As cooperativas, de acordo com o Decreto-Lei nº 73/66, podiam comercializar seguros agrícolas, de saúde e de acidentes do trabalho, mas isso não ocorria devido à falta de regulamentação e incentivos. Com a promulgação da LCP nº 213/35, elas passam a poder comercializar todos os tipos de seguro. O CNSP e a Susep devem regulamentar o quanto antes. O governo é entusiasta do cooperativismo e deve acelerar esse processo.
Há previsão de quando isso irá ocorrer?
Acredito que ainda no primeiro semestre de 2025.
As cooperativas terão que seguir as mesmas regras das seguradoras?
Certamente, elas terão que cumprir regras prudenciais semelhantes às aplicadas às seguradoras. O Sistema Nacional de Seguros Privados é fundamentado na proteção ao consumidor. Cooperativas e mútuas também deverão seguir regras rígidas de solvência e liquidez para evitar riscos sistêmicos.
As exigências de reservas técnicas e capital mínimo não podem encarecer os seguros?
As regras prudenciais são baseadas na boa técnica atuarial e no princípio do mutualismo dos seguros. Independentemente do veículo (seguradora, resseguradora, associação mutualista ou cooperativa), essas normas devem ser seguidas. Porém, cooperativas e associações mutualistas podem aplicar estratégias mais econômicas, reduzindo custos operacionais e de intermediação, além de não sofrerem a pressão por lucro típica de stakeholders tradicionais. Isso pode resultar em preços mais competitivos.
Hoje as cooperativas vendem seguros de seguradoras. Existe uma tendência de fusão entre cooperativas e seguradoras?
As parcerias devem continuar, seja por meio de acordos de distribuição, cosseguro ou resseguro, conforme autorizado pela lei. Contudo, fusões entre cooperativas e seguradoras são improváveis devido às diferenças em governança, operação e missão. Não se descarta, entretanto, a formação de joint ventures operacionais.

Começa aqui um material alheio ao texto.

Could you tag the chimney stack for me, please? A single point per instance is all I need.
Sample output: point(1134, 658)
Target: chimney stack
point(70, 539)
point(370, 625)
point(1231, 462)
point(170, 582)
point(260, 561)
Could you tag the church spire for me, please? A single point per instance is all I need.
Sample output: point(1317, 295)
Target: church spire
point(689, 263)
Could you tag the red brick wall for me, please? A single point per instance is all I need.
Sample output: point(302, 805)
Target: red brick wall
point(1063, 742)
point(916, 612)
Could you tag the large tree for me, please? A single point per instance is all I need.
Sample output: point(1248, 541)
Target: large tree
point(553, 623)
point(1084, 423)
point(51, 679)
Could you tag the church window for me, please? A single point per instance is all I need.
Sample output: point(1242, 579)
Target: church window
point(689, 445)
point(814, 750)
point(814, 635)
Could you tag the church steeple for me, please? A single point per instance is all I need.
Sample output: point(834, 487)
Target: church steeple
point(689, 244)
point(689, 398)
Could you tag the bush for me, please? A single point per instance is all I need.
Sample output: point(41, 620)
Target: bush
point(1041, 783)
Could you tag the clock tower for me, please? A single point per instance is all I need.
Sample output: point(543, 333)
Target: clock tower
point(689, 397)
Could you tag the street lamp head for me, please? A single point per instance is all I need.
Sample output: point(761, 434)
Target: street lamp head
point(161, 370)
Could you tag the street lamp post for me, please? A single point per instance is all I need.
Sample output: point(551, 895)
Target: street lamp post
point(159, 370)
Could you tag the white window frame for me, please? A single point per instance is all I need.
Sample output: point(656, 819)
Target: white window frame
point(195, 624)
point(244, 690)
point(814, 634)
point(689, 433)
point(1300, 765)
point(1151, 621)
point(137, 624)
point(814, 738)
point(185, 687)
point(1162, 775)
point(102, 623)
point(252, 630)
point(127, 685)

O mercado de cooperativas se fortaleceu com o distanciamento dos bancos, que se tornaram majoritariamente digitais, enquanto as cooperativas mantêm o atendimento próximo.
Esse é um diferencial importante das cooperativas em relação às seguradoras. O cliente é parte da organização como associado. As cooperativas detêm informações mais detalhadas sobre os clientes, o que lhes permite criar produtos e soluções mais personalizadas.
Você acredita em um mercado dividido entre digitais e físicos? Há estimativas sobre o tamanho desses nichos?
A transformação digital no mercado de seguros é irreversível. A presença física será gradualmente substituída por canais e ferramentas digitais, como já ocorre no setor bancário. No entanto, a presença física ainda será relevante em nichos específicos, como grandes riscos. Estimo que, em cinco anos, apenas 10% a 15% das transações sejam analógicas.
Atualmente, as cooperativas se destacam no segmento de vida. Você aposta que elas atuarão em todos os ramos de seguros, previdência e capitalização?
Minha aposta é em vida, agro, prestamista, habitacional e outros produtos vinculados aos mercados de investimento e crédito.
Os corretores de seguros terão papel relevante nas cooperativas ou elas manterão apenas agentes próprios?
Os corretores desempenham um papel fundamental na intermediação de seguros no Brasil, com 80% das transações realizadas por meio deles. Certamente terão relevância na comercialização de produtos das cooperativas, aproveitando a expansão do mercado e da concorrência.